Monday, January 29, 2007

Quit Your Complainin'!

I was reading the Pioneers of the San Juan Country by Sarah Platt Decker. One of the articles is called "The Big Snow of 1884.

During the winter of 1883-84 in San Juan County there was a normal snowfall until the end of Jauary; the snow fell heavily and the D.&R.G. railroad into Silverton was blocked from February 4 until April 17, a period of 73 days.

I was working out of Chattanooga, a little camp of perhaps 20 cabins, on the north branch of Mineral Creek; I had horses and mules and I was hauling ore from the Congress mine at Red Mountain to the Walsh Smelter at Silverton. I hauled 450 tons in January altho the snow was five feet deep.

On the 2nd of February it began to snow in dead earnest, and snowed 20 days without let up. February 3rd was the last day the train got into Silverton, until the 17th of April. The whole country was covered deep with snow and slides were running. At Chattanooga the snow was 12 feet deep; we measured it. It got so deep we could no longer shovel the trail, so we dug a tunnel under the snow from our cabin to the barn in order to take care of the stock.

Around the 1st of March, after 30 days without a train, the situation was desperate for the people of Silverton, Howardsville, and Chattanooga; the mines had closed and all the men were in town. There were about 1,500 people in Silverton that winter. All fresh food was gone and practically nothing left but flour. Starvation was in sight for people and stock animals alike; and yet, only 15 miles down the Animas Canyon at Needleton station, there were three carloads of food, and two carloads of grain and hay, which had been run up from Durango as soon as the track was cleared that far. Couldn't get this into Silverton because of the snowslides north of Needleton. The telegraph wire had been down, but Sam Herr and others went down the Canyon on snowhoes and repaired the wire and put it up on forked sticks stuck in the snow.

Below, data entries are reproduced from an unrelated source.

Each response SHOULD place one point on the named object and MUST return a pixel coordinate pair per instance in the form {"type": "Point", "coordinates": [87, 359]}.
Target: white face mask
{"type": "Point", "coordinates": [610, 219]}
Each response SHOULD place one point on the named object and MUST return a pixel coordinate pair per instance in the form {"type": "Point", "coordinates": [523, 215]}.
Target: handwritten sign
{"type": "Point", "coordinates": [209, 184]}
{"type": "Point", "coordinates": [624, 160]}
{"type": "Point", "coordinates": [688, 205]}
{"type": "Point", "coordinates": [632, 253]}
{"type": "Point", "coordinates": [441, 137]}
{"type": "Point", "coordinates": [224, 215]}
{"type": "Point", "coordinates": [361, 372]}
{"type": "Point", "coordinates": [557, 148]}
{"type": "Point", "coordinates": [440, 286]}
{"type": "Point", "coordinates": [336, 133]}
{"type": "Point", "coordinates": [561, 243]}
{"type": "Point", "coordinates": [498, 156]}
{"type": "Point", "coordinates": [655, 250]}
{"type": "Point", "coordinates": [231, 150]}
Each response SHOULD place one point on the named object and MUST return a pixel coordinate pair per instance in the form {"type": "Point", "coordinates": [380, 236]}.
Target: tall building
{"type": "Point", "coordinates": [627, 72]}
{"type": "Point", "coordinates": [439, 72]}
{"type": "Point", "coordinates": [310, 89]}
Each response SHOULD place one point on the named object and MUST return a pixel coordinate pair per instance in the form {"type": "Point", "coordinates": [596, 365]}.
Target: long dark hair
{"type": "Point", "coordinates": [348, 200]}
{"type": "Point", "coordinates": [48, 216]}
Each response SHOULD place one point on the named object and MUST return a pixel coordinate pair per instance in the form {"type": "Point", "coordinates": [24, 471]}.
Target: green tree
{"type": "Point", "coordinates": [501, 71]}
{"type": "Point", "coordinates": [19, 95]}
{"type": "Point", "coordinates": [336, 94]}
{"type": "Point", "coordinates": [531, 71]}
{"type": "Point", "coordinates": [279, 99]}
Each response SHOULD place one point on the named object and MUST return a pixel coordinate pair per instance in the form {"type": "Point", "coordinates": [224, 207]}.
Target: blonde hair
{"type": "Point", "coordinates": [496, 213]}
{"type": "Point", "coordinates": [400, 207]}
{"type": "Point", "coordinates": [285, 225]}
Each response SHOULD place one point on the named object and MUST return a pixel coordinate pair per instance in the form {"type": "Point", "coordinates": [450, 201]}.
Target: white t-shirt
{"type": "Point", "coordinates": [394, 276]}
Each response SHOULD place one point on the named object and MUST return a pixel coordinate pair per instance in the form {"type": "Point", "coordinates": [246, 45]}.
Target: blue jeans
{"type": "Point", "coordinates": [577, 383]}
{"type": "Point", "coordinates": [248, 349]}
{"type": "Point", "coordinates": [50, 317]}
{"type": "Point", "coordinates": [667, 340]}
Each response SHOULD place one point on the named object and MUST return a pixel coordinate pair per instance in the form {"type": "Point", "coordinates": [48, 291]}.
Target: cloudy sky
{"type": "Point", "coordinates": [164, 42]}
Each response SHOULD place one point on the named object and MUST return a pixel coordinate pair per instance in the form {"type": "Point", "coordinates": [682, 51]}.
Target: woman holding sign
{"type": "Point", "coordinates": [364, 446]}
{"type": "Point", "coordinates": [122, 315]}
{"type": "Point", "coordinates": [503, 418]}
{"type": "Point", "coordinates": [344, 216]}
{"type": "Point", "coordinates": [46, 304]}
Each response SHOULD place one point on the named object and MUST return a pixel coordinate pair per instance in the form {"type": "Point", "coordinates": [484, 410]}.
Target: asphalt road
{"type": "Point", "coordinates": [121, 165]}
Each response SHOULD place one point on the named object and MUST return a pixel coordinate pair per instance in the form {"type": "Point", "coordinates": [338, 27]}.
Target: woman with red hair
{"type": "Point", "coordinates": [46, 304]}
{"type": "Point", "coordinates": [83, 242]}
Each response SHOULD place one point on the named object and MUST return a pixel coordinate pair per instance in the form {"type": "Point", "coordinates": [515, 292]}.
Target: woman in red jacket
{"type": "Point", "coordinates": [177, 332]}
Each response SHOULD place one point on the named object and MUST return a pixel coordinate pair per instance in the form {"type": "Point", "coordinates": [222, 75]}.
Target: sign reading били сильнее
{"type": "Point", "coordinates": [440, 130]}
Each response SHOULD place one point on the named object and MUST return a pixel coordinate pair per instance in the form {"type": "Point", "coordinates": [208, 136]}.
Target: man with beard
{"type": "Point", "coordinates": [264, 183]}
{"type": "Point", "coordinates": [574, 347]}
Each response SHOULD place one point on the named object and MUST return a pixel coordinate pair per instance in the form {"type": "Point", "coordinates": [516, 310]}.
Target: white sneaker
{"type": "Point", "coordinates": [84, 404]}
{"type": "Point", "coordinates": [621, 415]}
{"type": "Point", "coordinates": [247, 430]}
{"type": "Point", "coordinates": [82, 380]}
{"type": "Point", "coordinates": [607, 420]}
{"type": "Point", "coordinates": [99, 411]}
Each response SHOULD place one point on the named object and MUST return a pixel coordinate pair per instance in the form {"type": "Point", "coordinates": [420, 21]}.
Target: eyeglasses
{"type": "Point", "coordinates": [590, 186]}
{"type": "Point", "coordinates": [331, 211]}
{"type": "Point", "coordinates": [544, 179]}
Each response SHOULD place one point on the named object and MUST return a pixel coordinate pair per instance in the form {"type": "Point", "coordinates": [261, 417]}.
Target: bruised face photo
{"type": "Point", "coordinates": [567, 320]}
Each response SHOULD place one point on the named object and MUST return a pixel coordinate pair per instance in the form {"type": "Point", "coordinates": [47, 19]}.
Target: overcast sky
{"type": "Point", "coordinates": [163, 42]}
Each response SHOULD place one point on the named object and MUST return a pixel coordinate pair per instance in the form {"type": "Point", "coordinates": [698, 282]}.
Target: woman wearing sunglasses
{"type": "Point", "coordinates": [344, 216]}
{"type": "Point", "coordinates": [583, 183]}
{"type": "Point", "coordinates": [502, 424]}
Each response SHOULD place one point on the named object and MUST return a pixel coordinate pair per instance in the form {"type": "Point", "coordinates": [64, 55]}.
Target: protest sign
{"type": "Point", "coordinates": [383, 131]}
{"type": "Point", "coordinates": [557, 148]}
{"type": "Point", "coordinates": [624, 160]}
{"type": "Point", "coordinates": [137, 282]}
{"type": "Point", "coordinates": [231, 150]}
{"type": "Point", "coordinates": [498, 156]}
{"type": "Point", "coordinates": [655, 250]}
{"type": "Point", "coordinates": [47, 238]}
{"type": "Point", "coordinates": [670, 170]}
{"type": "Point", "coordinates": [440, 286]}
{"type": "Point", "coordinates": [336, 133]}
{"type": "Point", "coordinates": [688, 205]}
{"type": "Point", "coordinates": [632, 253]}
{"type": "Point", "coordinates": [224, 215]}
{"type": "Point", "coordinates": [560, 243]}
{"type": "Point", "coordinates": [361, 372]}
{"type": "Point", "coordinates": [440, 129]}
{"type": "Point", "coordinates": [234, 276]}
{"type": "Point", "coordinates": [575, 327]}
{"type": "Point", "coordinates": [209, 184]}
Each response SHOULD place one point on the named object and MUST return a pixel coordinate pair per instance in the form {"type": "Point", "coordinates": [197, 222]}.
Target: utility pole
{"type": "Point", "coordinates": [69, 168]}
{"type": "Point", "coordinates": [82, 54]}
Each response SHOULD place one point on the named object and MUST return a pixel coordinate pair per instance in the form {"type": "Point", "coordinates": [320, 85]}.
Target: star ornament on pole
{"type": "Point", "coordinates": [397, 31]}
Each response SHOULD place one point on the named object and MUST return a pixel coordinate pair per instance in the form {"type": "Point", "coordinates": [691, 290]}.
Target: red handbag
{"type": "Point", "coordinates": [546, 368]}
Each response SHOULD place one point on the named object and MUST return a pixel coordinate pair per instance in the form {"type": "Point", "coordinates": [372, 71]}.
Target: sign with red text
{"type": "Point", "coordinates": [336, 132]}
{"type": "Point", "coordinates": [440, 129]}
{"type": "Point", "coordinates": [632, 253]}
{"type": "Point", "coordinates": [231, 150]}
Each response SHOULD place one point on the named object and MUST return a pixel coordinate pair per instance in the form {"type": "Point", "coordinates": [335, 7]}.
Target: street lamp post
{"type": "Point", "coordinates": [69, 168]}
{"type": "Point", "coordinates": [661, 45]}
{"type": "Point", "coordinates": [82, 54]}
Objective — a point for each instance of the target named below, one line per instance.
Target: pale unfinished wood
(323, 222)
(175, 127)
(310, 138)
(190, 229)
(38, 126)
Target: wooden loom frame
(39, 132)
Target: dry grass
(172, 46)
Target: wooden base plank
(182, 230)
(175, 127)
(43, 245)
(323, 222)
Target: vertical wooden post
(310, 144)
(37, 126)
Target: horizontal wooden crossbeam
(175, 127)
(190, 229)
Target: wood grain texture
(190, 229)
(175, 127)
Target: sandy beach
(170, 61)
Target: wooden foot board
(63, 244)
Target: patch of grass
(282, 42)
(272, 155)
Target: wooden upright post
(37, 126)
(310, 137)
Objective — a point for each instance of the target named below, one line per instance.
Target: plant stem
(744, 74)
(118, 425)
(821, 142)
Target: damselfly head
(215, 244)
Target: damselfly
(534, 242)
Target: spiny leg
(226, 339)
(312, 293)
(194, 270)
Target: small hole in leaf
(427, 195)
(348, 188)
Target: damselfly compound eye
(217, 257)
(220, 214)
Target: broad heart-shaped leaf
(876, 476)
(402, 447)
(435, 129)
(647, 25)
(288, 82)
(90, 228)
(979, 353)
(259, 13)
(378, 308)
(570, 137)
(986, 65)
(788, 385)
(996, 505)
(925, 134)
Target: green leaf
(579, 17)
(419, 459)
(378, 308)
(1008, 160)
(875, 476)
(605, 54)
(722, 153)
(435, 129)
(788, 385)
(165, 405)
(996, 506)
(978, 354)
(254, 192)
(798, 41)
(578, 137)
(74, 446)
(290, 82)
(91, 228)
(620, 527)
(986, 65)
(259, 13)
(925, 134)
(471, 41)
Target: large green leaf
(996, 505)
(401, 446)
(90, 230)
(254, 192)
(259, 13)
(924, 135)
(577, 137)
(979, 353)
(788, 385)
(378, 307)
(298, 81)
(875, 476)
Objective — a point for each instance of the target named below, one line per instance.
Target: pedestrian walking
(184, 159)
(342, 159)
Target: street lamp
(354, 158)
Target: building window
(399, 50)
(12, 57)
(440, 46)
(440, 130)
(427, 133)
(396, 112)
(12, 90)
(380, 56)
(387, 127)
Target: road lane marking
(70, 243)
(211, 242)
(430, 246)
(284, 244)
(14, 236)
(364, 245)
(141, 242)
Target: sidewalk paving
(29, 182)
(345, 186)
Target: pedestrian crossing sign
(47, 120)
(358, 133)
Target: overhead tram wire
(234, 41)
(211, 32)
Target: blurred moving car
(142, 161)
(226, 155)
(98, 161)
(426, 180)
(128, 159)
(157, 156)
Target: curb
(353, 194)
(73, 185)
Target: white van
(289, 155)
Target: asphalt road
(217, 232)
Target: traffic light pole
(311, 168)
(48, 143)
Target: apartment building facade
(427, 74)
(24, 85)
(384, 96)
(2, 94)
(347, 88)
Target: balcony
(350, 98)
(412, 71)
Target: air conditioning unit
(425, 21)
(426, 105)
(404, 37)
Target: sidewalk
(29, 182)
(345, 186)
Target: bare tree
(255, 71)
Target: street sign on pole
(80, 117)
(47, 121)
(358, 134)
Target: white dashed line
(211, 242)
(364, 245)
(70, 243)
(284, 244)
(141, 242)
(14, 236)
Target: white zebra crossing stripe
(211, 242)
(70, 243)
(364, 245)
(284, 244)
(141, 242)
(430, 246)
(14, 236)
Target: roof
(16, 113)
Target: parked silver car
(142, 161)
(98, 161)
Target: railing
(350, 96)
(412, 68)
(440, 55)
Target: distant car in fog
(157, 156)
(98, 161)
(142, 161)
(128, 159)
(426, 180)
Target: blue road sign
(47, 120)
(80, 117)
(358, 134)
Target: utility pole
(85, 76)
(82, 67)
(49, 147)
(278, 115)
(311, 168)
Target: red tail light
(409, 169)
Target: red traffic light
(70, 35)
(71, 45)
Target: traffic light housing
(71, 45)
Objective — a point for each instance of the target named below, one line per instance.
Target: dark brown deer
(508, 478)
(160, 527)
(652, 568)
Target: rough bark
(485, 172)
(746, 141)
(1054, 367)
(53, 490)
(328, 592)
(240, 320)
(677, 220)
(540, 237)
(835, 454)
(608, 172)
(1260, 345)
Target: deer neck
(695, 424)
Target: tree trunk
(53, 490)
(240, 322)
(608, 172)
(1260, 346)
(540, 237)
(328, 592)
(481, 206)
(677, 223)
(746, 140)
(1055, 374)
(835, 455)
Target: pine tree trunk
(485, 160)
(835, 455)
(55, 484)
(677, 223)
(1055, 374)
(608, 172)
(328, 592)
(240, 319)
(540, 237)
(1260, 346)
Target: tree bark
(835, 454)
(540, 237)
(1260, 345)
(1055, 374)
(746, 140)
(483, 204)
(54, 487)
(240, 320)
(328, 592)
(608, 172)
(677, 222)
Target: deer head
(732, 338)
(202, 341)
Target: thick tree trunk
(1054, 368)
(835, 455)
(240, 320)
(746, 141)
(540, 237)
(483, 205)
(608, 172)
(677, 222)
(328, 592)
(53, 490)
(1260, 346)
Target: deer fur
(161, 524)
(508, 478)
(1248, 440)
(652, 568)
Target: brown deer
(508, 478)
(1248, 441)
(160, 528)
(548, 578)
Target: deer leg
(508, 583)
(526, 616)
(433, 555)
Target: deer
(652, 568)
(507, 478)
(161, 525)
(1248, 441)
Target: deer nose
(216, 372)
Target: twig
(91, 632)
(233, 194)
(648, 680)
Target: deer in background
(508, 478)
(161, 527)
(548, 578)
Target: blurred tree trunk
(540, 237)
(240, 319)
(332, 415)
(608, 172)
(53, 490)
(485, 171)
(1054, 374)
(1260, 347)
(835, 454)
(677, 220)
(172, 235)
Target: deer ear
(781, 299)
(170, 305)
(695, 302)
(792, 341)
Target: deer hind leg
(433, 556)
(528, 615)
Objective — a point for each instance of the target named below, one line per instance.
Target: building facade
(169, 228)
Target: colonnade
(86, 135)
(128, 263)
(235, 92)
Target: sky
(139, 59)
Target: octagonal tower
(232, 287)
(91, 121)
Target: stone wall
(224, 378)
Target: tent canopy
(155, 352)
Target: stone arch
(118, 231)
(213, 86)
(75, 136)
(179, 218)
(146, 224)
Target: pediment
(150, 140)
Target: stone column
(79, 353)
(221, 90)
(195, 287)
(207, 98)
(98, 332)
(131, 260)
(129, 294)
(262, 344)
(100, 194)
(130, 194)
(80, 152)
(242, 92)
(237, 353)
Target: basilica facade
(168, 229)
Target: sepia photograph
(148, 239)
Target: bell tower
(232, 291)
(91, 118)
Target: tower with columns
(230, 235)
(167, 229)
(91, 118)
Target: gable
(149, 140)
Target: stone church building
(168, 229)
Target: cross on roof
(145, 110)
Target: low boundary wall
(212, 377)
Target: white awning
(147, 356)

From Durango, Cole Lydon, Division Superintendent for the D.&R.G., had 400 to 500 men working up the canyon to Needleton, digging the snow out with shovels. The men worked in groups, or in layers, you might say; the deeper they dug, as the go closer to the track, the more men it took to throw the snow up and off from the top of the cut.

Cole Lydon's men got the track cleared to Needleton about march 3rd or 4th and had run up the cars of supplies. When this news reached Silverton by wire, we men got together and decided it was up to us to bring grub to town at once, before hungry children starved to death. We had to break about eight miles of trail to get my stock down from Chattanooga, the best pair of snow horses in the world, and four mules. twenty-six men got their stock together, about 52 head in all.

At 6 a.m. of March 6, after breakfast of only bread and no coffee, we started for Needleton. We had no food for lunch except bread. Well, of course, we had some good whiskey. Some men had broken about 4.5 miles of trail the day before. Most of the stock were mules and they soon laid down on the job -- when they got tired they quit. So I had to take the lead with my two good horses, Bob and Bill, the best snow-fighters in the world. When they got tired they sank down in the snow and rested, then got up of their own accord and were ready to come again. They were a pair of sorrels. We broke the trail, following the railroad track tho' it was under 8 to 15 feet of snow, and where the snowslides were we had to work around them. We fought that 15 miles of snow for 18 hours.

Just before we reached Needleton, we came onto the Snowden slide; we looked around to see how we could best get over it, and up in the trees we saw a light, it looked like it was on top of the trees. We hollered, it was Sam Herr who answered, he had a lantern. He told us to go up and cross above the slide; railroad fellows had been shoveling and made a trail for us. We soon were in Needleton, at 12 minutes after 12, March 7.

Well, Cole Lydon had brought food and Sam Herr had a stack of beefsteaks three feet high in the section house kitchen; they stirred up the fire in the big range and we fried steaks aplenty. Snow was seven feet deep on the level at Needleton.

Herbert Smith, station agent at Silverton, had come along to check out the stuff and re-box it so we could pack it on the mules. Next morning some of the boys made up the packets and Hiram Herr and I did most of the loading on the animals. We got the 52 animals loaded and started back; I had two very big mules, could put 275 pounds on each of them. The pack train was strung out over more than two miles of awful trail; five head were loaded with beef, others with hogs, sugar, canned goods, hay, grain and other stuff. The men were afoot, except for Herbert Smith and George Bradford who had saddle horses. When we came in sight of town, men, woman and children came out to meet us.


Well, that story got me to quit feeling so sorry for myself about this mud. But... hey... it's not February 2nd yet.